I guess the question is - if the smith machine allowed your legs to improve and you to position yourself so you don't have knee pain (which WILL eventually catch up to you), would you hate it so much?...
There are a lot of alternative to back squatting - it's really a great exercise for many folks but in another sense (and this both good and bad) kind of primitive (in a good and bad way), when we have so many other implements to target the legs.

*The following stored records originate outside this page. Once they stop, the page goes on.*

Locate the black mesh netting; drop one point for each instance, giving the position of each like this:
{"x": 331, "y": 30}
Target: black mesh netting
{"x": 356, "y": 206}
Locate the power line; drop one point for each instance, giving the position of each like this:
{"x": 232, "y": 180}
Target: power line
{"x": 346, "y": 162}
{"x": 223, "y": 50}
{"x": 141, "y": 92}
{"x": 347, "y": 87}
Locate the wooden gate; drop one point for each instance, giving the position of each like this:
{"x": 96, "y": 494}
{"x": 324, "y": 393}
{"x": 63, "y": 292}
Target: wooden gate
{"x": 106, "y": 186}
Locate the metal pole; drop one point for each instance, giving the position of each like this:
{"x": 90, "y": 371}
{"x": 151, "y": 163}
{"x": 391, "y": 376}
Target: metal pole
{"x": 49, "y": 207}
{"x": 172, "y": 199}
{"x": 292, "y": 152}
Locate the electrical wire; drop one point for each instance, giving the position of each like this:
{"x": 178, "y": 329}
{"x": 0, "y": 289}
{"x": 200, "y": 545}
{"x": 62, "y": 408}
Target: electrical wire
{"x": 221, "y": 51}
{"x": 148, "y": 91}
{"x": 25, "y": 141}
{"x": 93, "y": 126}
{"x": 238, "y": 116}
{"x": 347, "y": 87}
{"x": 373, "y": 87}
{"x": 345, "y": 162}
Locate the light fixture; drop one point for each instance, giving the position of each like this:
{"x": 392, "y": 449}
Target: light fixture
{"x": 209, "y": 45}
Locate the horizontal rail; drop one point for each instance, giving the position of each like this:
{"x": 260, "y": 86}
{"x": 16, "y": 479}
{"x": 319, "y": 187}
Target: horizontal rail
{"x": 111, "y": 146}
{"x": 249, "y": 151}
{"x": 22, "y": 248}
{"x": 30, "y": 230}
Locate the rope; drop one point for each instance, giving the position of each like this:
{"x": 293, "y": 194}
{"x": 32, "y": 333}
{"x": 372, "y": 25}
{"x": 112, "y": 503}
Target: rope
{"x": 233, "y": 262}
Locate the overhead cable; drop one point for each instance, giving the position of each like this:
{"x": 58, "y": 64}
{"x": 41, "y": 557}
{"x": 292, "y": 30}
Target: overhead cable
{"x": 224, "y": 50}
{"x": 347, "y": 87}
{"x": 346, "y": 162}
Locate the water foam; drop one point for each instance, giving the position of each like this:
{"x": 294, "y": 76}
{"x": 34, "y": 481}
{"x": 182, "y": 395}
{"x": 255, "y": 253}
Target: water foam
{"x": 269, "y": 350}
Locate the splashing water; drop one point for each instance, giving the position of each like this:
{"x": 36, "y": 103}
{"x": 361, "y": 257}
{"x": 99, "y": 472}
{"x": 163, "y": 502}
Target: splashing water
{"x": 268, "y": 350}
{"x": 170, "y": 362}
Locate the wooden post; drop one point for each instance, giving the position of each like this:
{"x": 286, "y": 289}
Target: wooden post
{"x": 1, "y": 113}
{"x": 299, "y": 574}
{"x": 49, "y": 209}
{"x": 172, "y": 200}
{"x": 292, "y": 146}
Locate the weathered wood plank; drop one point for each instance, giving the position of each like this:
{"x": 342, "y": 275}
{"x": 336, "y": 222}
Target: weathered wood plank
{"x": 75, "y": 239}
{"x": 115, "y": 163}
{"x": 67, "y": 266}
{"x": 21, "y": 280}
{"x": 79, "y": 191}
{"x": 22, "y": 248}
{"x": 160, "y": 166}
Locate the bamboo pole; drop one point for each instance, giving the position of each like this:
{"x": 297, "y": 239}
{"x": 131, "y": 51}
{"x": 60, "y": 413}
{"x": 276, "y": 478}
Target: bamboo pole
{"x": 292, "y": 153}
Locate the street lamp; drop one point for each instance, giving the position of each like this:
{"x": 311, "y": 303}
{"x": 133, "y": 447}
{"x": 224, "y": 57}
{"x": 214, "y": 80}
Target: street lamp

If you were training to build your biceps and found that a preacher curl caused you to have tendonitis - and this happens for YEARS on end - would you just keep banging away at it or maybe try something else?... In other words, why are you so enamored with the BB back squat?... (That's mainly a rhetorical question... )
-S
I am actually slowly filtering out all these exercises that either don't work for me or cause pain when gets heavy.
The problem in many cases is an exercise/machine feels great at 1st but then as you progress on with it over time it maybe doesn't feel as good or starts causing tendon flair ups. By the time your feeling this it's usually too late and your stuck with a nagging injury for a while.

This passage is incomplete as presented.